Patients with dry eye syndrome form a significant proportion of those treated in everyday ophthalmology practice. Diabetes mellitus is a major risk factor for the development of dry eye syndrome. Changes in tear film homeostasis, chronic inflammation and subsequent corneal nerve fiber pathology play a key role in its progression.
The aim of this study was to describe the status of modern biomarkers of ocular surface damage in patients with type 1 diabetes and asses their utility in early diagnosis of dry eye syndrome.
Material and methods: In total the pilot study included 19 patients with type 1 diabetes (T1D) and 15 patients in the control group. All patients underwent a detailed ocular surface examination, sample collection for matrix metalloproteinase-9 (MMP-9) laboratory analysis and epithelial HLA-DR expression evaluation, and in-vivo corneal confocal microscopy.

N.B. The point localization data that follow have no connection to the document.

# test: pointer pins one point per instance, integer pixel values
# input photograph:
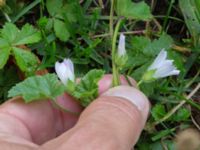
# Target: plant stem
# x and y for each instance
(169, 114)
(56, 105)
(7, 17)
(116, 79)
(111, 18)
(139, 83)
(167, 16)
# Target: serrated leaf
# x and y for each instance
(53, 6)
(9, 32)
(27, 35)
(26, 60)
(61, 30)
(4, 55)
(87, 90)
(38, 88)
(129, 9)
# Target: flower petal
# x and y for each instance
(163, 71)
(61, 72)
(159, 60)
(121, 45)
(69, 64)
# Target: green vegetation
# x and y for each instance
(34, 35)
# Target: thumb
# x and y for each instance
(113, 121)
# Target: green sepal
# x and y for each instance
(121, 61)
(87, 89)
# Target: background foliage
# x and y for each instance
(54, 29)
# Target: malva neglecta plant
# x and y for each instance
(77, 42)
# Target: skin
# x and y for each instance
(107, 123)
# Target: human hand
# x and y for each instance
(112, 121)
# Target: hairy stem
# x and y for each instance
(116, 80)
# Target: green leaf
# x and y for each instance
(190, 10)
(72, 11)
(8, 78)
(38, 88)
(26, 60)
(165, 41)
(61, 30)
(27, 35)
(181, 115)
(129, 9)
(4, 55)
(53, 6)
(87, 90)
(158, 111)
(162, 133)
(9, 32)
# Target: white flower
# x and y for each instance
(121, 45)
(162, 66)
(65, 70)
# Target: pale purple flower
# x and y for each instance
(65, 71)
(163, 67)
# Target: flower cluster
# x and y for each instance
(65, 71)
(160, 68)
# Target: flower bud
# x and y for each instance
(160, 68)
(121, 56)
(2, 3)
(65, 71)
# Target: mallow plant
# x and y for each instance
(85, 89)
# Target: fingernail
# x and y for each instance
(132, 95)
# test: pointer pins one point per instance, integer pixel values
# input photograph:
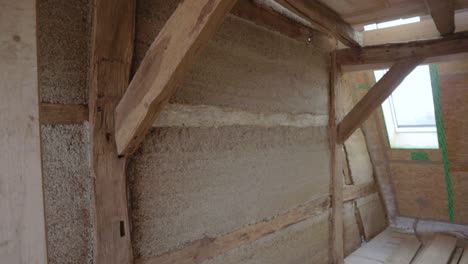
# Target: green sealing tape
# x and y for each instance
(441, 137)
(419, 156)
(362, 86)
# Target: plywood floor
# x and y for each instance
(391, 247)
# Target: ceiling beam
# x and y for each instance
(443, 14)
(325, 19)
(375, 97)
(170, 56)
(372, 57)
(112, 51)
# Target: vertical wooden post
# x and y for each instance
(336, 162)
(113, 35)
(22, 223)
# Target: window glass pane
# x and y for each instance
(412, 101)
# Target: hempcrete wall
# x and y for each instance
(63, 29)
(188, 183)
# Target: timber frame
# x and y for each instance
(121, 112)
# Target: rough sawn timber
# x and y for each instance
(112, 50)
(170, 56)
(375, 97)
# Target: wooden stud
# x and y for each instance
(371, 57)
(443, 14)
(325, 19)
(336, 183)
(112, 50)
(375, 97)
(22, 223)
(170, 56)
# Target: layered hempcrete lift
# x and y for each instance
(123, 107)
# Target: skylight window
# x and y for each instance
(409, 112)
(392, 23)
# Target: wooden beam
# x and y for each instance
(325, 19)
(22, 223)
(375, 97)
(336, 177)
(63, 114)
(272, 20)
(112, 50)
(443, 14)
(170, 56)
(203, 249)
(374, 56)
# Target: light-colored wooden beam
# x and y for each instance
(371, 57)
(200, 250)
(22, 223)
(324, 19)
(336, 177)
(170, 56)
(112, 50)
(443, 14)
(375, 97)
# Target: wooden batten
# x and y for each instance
(324, 19)
(380, 56)
(375, 97)
(170, 56)
(442, 13)
(112, 50)
(336, 176)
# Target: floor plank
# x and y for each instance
(438, 250)
(406, 252)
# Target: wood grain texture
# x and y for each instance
(406, 251)
(443, 14)
(63, 114)
(22, 223)
(380, 55)
(438, 251)
(272, 20)
(112, 49)
(336, 176)
(375, 97)
(325, 19)
(200, 250)
(170, 56)
(353, 192)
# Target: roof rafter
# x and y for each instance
(170, 56)
(325, 19)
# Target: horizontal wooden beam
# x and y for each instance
(390, 53)
(248, 10)
(63, 114)
(443, 14)
(170, 56)
(375, 97)
(324, 19)
(206, 248)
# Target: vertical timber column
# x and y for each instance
(22, 223)
(112, 49)
(336, 161)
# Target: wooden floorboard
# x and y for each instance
(406, 252)
(438, 251)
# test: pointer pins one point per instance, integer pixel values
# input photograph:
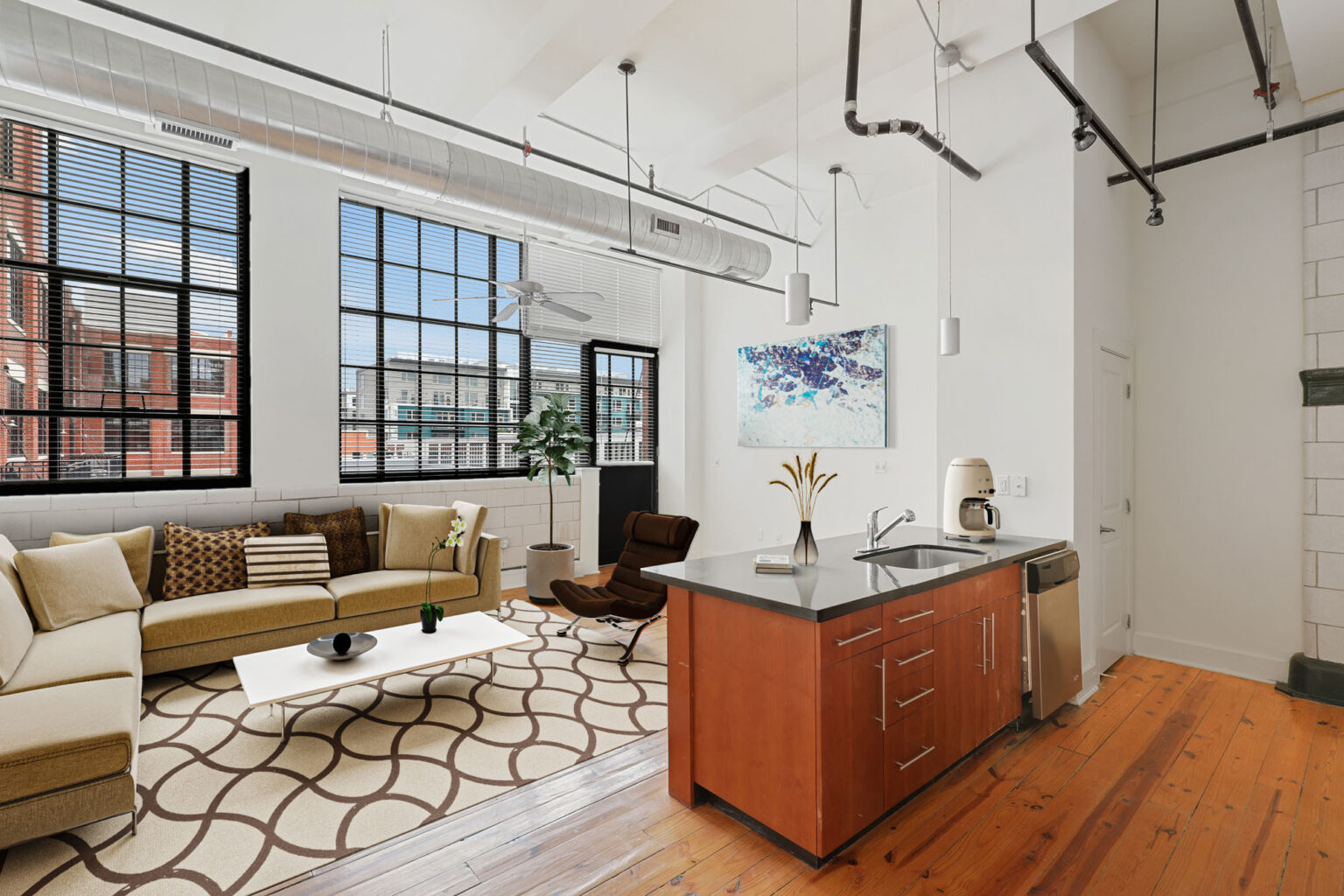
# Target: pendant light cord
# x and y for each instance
(797, 141)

Results: T1D patients showed statistically significantly reduced corneal nerve fiber length (p = 0.0482). The differences between the groups in terms of osmolarity, corneal sensitivity, Oxford score, tear break-up time and MMP-9 level were not statistically significant (p = 0.8272, p = 0.6029, p = 0.3507, p = 0.7561 and p = 0.0826 respectively). HLA-DR expression was examined in 10 T1D patients and 8 patients in the control group. Both groups showed minimal or no expression (p > 0.9999).
Conclusion: The previously published literature supports our finding of corneal nerve fiber length reduction in T1D patients compared to controls. However, we did not find any significant changes in standard or modern ocular surface markers (MMP-9 levels, HLA-DR expression) measured in patients with dry eye syndrome.